Your footprints on our souls
I woke up this morning to the feel of your warm, big hands in mine as you sat next to me and ran your hand on my head and smiled , that great , warm, loving smile of yours that instantly touched the soul.
“All will be well, my child,” you said and I felt like I was back home with you in that quaint house by the tracks where you spent Sundays in your beloved rose garden, singing your favourite  Mukesh numbers , your well oiled muscles glistening in the early morning sun, as we hung around you- your four children-  as excited as bees to have you at home.
I thought you would always be around, beloved father, as you were when I scraped my knees once, falling off the guava tree that stood in the middle of our walled courtyard . You picked me up and washed the wound with a kindness that has stayed with me through the decades since then. The sting of the dettol has long since gone away but what remains is your tender touch.
I discovered the world through you, achcha, even though you were not always around. The books that you brought home proudly opened my mind and heart to the world outside. Through your books I let my imagination take me to the inner circle of Russia’s aristocracy and into the skin of the gorgeous Anna Karenina. When I read The Dram Shop, it was as if I was transported into the impoverished working class area where Gervaise Macquart   set up her home in Paris, fending for her children after being abandoned by her lover. The summer you got home Mark Twain’s Adventures of Tom Sawyer and Adventures of Huckleberry Finn, I lived with Tom and Huck in their town and was part of every adventure they had. I can never thank you enough, Achcha, for the copy of To Kill A Mockingbird , that every child in our family has read since then.  You taught us to be humane and kind at all times and when we miss your presence, we reach out to that book because Atticus Finch reminds us of you.  Your youngest granddaughter is the latest fan of that book and has taken possession of the cherished, yellowing copy of the book.
You books also taught us to laugh at life and at ourselves, achcha. I remember the hour-long train commute to and from college, back when I was a 17-year-old.

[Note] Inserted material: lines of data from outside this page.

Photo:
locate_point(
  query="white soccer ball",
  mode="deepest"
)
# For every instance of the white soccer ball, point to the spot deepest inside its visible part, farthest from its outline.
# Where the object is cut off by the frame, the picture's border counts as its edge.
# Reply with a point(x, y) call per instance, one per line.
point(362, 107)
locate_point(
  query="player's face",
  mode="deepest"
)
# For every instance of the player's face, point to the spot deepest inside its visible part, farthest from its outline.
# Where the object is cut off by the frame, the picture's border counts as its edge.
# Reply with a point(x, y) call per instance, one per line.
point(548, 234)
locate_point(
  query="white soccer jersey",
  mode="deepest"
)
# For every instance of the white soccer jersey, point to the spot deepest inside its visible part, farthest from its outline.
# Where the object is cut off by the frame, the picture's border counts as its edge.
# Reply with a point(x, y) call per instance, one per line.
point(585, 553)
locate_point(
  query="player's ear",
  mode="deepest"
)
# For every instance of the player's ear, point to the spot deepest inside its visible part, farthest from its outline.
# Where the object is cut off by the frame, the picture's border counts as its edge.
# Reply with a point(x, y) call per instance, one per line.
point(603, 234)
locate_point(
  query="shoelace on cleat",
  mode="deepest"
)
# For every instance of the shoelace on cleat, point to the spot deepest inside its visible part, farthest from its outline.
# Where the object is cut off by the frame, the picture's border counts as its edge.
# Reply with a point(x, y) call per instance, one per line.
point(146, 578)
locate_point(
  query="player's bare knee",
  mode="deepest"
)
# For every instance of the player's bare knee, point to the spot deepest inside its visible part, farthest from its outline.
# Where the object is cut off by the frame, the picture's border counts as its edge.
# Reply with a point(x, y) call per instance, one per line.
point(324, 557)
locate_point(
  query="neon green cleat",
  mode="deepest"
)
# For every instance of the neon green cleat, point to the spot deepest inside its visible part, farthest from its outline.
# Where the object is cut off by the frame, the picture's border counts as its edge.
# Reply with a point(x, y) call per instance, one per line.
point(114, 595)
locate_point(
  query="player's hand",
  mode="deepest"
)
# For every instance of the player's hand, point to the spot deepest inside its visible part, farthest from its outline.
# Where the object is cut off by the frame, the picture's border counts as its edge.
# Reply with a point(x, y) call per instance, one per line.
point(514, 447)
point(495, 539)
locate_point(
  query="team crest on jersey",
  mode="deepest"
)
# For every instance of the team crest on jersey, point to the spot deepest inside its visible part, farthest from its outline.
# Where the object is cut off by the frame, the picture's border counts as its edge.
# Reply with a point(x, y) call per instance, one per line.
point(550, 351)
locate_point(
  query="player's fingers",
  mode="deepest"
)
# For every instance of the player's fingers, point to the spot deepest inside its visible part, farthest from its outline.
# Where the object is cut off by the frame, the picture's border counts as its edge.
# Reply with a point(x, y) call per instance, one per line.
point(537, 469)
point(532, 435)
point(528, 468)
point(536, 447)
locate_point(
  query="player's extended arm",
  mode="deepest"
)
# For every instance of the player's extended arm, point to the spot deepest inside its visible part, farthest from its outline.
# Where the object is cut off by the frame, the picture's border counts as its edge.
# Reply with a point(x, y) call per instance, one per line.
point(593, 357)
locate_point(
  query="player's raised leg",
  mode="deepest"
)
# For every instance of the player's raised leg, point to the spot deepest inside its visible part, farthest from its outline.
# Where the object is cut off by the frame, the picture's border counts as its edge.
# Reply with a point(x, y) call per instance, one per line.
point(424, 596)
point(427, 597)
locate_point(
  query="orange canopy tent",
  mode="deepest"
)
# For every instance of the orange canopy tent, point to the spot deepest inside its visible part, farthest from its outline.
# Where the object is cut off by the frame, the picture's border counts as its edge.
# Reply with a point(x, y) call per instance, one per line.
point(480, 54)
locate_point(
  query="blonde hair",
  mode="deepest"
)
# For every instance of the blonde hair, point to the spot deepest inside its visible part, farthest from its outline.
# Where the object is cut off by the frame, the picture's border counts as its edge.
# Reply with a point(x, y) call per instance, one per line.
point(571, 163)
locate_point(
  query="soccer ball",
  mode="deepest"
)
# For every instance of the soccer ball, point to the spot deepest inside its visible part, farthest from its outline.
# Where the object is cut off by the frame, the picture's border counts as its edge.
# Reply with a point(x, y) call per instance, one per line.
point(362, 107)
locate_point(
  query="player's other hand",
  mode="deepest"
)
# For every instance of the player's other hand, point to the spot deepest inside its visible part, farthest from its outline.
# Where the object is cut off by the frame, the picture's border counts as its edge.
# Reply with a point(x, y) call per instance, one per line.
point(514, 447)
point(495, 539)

I would read through one of your favourite P.G.Wodehouse books and laugh aloud at the idiosyncrasies of Lord Emsworth, Jeeves, Bertie Wooster, Psmith and Lady Constance and realised that the other occupants of the compartment  possibly thought I was a lunatic to laugh all by myself.
I am not sure you ever knew, but I also read the other books that you had- dozens of James Hadley Chas , with stories of alcohol and cigarette –loving detectives, gun toting criminals and well-stacked blonde bombshells. The moment you and amma went out on one of your rare outings on a Sunday, I would sneak one of your books out and read it like my life depended on it. Your elder daughter, the one you thought was your sincere, rule-abiding child, was my accomplice in this mission.
Achcha, I don’t know if I ever told you but you were my hero and no man I ever met in all these years has ever measured up to the person you were. I tell your grandchildren sometimes about how my brother and I would beg to be put on your biceps, in place of the weights that you would lift and how delighted we would be when you obliged , lifting us up a couple of times. The little girl I used to be thought you were the strongest man in the whole world and till you passed away, exactly 365 days ago, you were still the strongest man in the world, in my eyes.
You travelled light in this world achcha, with nothing to show for your 83 years, in terms of a bank balance or material possessions. Our heart aches even today when we think of the day we had to break open your favourite briefcase and found your most precious possessions-  a picture of my daughter, your first grandchild who you raised as your very own, a few old-world pens  and a picture from your visit to Russia. That and a picture of you and amma, faded with age but tucked away in a little pocketbook you treasured.
Dear achcha, you must know that you left behind a rich legacy for us, a huge responsibility to follow in your footsteps and to do our best to help our fellow human beings. And each day, we strive to be the people you wanted us to be and make sure that we live with our conscience clear and our head held high in pride and dignity.
There is not a day when something does not remind us of you- the sight of a tray piled high with motichoor laddoos at Chitale,  a nursery with myriad colours of roses, a song playing night late on bela ke phool or simply, the sight of amma, solitary and silent, the light in her eyes gone from the time you went away.
And yet, we feel your kind presence every day. Your eldest grand- daughter has become the entrepreneur that you always wanted her to be and makes delightful cakes and pastries that you would have admired endlessly. You will rejoice to know that your eldest grandson means to use his great education to teach children from underprivileged communities. And as for your youngest grandchildren-  both the grandson and the granddaughter have taken to your favourite game- football- and are key members of their respective teams. I know you will be cheering them from the sidelines every time get on the football ground.
Be well, achcha, in the other world to which you have passed. We know you will be watching over us as we traverse this world.